Hinzu kommt, daß sich Körting mit der in jüngster Zeit wieder aufflammenden Serie von Brandanschlägen auf Fahrzeuge konfrontiert sieht. Seit einigen Wochen brennen in der Hauptstadt beinahe wieder jede Nacht mehrere Autos. Über fünfzig solcher politisch motivierten Brandstiftungen, bei denen mehr als achtzig Fahrzeuge beschädigt oder zerstört wurden, zählte die Polizei bereits in diesem Jahr.
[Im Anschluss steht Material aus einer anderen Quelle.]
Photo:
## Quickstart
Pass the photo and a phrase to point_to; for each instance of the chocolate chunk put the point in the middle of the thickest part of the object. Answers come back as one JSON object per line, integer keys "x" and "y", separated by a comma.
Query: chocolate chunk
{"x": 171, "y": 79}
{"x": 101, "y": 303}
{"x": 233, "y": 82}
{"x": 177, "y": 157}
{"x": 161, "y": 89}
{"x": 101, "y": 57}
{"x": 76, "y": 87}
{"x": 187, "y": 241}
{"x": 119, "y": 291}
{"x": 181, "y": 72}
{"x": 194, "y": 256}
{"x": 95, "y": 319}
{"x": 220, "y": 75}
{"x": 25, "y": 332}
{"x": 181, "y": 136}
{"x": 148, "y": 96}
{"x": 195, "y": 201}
Zumeist handelt es sich bei den angegriffenen Autos um hochwertige Marken wie Mercedes-Benz oder BMW. Häufig trifft es aber auch Fahrzeuge von in der Szene verhaßten Firmen wie Siemens, Deutsche Bahn oder die Post-Tochter DHL. Der Logistiker gerät immer wieder ins Visier, weil er auch Transportaufgaben für die Bundeswehr übernimmt.

Doch die Gewalt der linken „Kiezterroristen“ richtet sich längst nicht nur gegen Fahrzeuge. Auch Farbanschläge und Steinwürfe gegen Immobilienbüros, Ordnungsämter, Arbeitsagenturen und Bankfilialen sind keine Seltenheit. Selbst vor Angriffen auf Polizeiwachen schrecken die linksextremistischen Gewalttäter nicht zurück. Im April attackierten sechs Vermummte ein Polizeirevier im Stadtteil Friedrichshain mit mehreren Brandsätzen. Ein Putzmann, der zu dem Zeitpunkt den Eingang der Wache reinigte, entging den Flammen nur um Haaresbreite. Die Generalbundesanwaltschaft ermittelt deshalb wegen versuchten Mordes. Zu der Tat bekannten sich die „autonomen Gruppen“. Diese sind auch für die seit einigen Monaten im Internet kursierende Broschüre „Polizeibericht Berlin 2010“ verantwortlich. Ausführlich wird darin über Ausrüstung, Fahrzeuge, Standorte und Einsatztaktiken der verschiedenen Berliner Polizeieinheiten berichtet und auf Schwachstellen der von Bereitschaftspolizisten getragenen Körperschutzausstattung hingewiesen. Auch findet sich ein Verzeichnis ziviler Dienstfahrzeuge der Polizei („Zivikarren“) samt deren Kennzeichen. Es sind genau solche Publikationen, die den Sicherheitsbehörden zunehmend Sorge bereiten. Als PDF im Internet für jedermann herunterzuladen, liefern Untergrundhefte wie prisma (prima radikals info sammelsurium militanter aktionen) oder das Szene-Organ Interim detaillierte Anleitungen für verschiedenste Anschlagstechniken und -möglichkeiten – vom Bau eines Molotowcocktails bis zum Umsägen von Strommasten.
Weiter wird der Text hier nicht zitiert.